Structural changes in acclimated and unacclimated leaves during freezing and thawing

Freeze-induced damage to leaf tissues was studied at different states of acclimation to low temperatures in snow gum, Eucalyptus pauciflora Sieber ex Sprengel. Intact, attached leaves of plants grown under glasshouse or field conditions were frozen at natural rates (frost-freezing) and thawed under laboratory conditions. Leaves were cryo-fixed unfrozen, during frost-freezing or after thawing for observation in a cryo-scanning electron microscope. Frost-freezing in unacclimated tissues caused irreversible tissue damage consistent with tissue death.

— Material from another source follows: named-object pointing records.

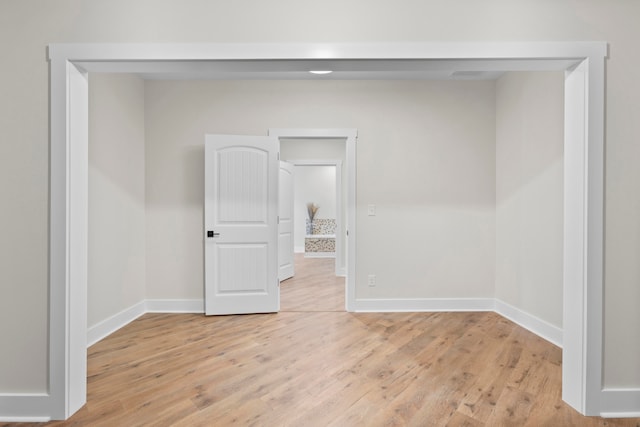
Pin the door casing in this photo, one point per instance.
(584, 191)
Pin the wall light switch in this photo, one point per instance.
(371, 280)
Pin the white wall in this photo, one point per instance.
(27, 27)
(529, 192)
(425, 157)
(116, 258)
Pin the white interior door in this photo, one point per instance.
(241, 229)
(285, 226)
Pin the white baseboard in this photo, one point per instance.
(25, 407)
(424, 304)
(108, 326)
(530, 322)
(175, 306)
(620, 403)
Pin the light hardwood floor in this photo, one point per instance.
(315, 365)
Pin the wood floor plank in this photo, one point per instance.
(316, 365)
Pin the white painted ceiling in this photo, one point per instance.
(343, 69)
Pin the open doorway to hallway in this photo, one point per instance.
(320, 263)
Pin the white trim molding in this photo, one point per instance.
(25, 407)
(543, 329)
(620, 403)
(351, 136)
(108, 326)
(583, 196)
(364, 305)
(175, 305)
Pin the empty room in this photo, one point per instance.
(486, 241)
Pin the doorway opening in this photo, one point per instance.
(320, 211)
(583, 64)
(329, 155)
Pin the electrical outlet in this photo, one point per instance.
(372, 280)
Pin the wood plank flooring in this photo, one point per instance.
(314, 287)
(326, 368)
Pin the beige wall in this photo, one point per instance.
(116, 258)
(425, 157)
(529, 196)
(26, 27)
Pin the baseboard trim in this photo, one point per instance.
(25, 407)
(175, 305)
(108, 326)
(620, 403)
(543, 329)
(423, 304)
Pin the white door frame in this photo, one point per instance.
(339, 240)
(584, 184)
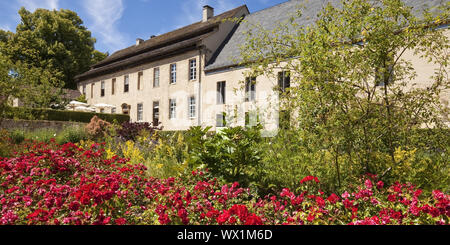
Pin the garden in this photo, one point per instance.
(134, 173)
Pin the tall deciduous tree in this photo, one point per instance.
(355, 99)
(55, 41)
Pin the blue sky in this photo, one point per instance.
(117, 23)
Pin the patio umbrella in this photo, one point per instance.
(103, 106)
(82, 108)
(74, 104)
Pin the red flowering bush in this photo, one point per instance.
(68, 185)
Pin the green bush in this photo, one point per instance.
(17, 136)
(234, 154)
(41, 135)
(55, 115)
(72, 134)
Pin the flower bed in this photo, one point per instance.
(57, 185)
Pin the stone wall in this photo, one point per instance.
(26, 125)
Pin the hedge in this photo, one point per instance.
(56, 115)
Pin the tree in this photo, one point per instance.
(55, 41)
(34, 87)
(357, 107)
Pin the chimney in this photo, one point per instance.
(208, 13)
(139, 41)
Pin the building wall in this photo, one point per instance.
(147, 93)
(265, 105)
(204, 88)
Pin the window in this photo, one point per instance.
(156, 77)
(113, 86)
(220, 120)
(284, 81)
(221, 93)
(193, 69)
(126, 84)
(155, 113)
(284, 119)
(250, 89)
(140, 79)
(172, 108)
(140, 112)
(102, 89)
(173, 73)
(192, 109)
(251, 119)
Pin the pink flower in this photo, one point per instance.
(380, 185)
(345, 195)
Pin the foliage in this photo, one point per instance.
(35, 87)
(55, 41)
(72, 134)
(5, 143)
(97, 128)
(234, 154)
(130, 131)
(56, 115)
(53, 184)
(355, 107)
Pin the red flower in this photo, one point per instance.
(121, 221)
(368, 184)
(253, 219)
(333, 198)
(74, 206)
(380, 185)
(392, 198)
(223, 218)
(240, 210)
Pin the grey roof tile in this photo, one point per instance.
(271, 17)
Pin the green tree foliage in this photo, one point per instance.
(354, 102)
(55, 41)
(35, 87)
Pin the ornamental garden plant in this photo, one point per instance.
(51, 184)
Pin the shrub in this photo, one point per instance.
(54, 185)
(130, 131)
(97, 127)
(17, 136)
(72, 134)
(41, 135)
(234, 154)
(5, 143)
(55, 115)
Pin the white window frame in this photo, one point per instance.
(140, 112)
(126, 84)
(193, 69)
(173, 73)
(156, 76)
(102, 89)
(172, 108)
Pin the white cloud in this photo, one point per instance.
(105, 15)
(32, 5)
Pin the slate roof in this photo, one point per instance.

Intracellular ice formed in the cambium and phloem, killing the cells and leaving persistent gaps between xylem and phloem. Many other cells were damaged by frost-freeze-induced dehydration and failed to resorb water from thawed extracellular ice, leaving substantial amounts of liquid water in intercellular spaces. In contrast, acclimated leaves showed reversible tissue displacements consistent with leaf survival. In these leaves during freezing, massive extracellular ice formed in specific expansion zones within the midvein. On thawing, water was resorbed by living cells, restoring the original tissue shapes. Possible evolutionary significance of these expansion zones is discussed. Acclimated leaves showed no evidence of intracellular freezing, nor tissue lesions caused by extracellular ice. While the observations accord with current views of freeze-sensitivity and tolerance, cryo-microscopy revealed diverse responses in different tissue types.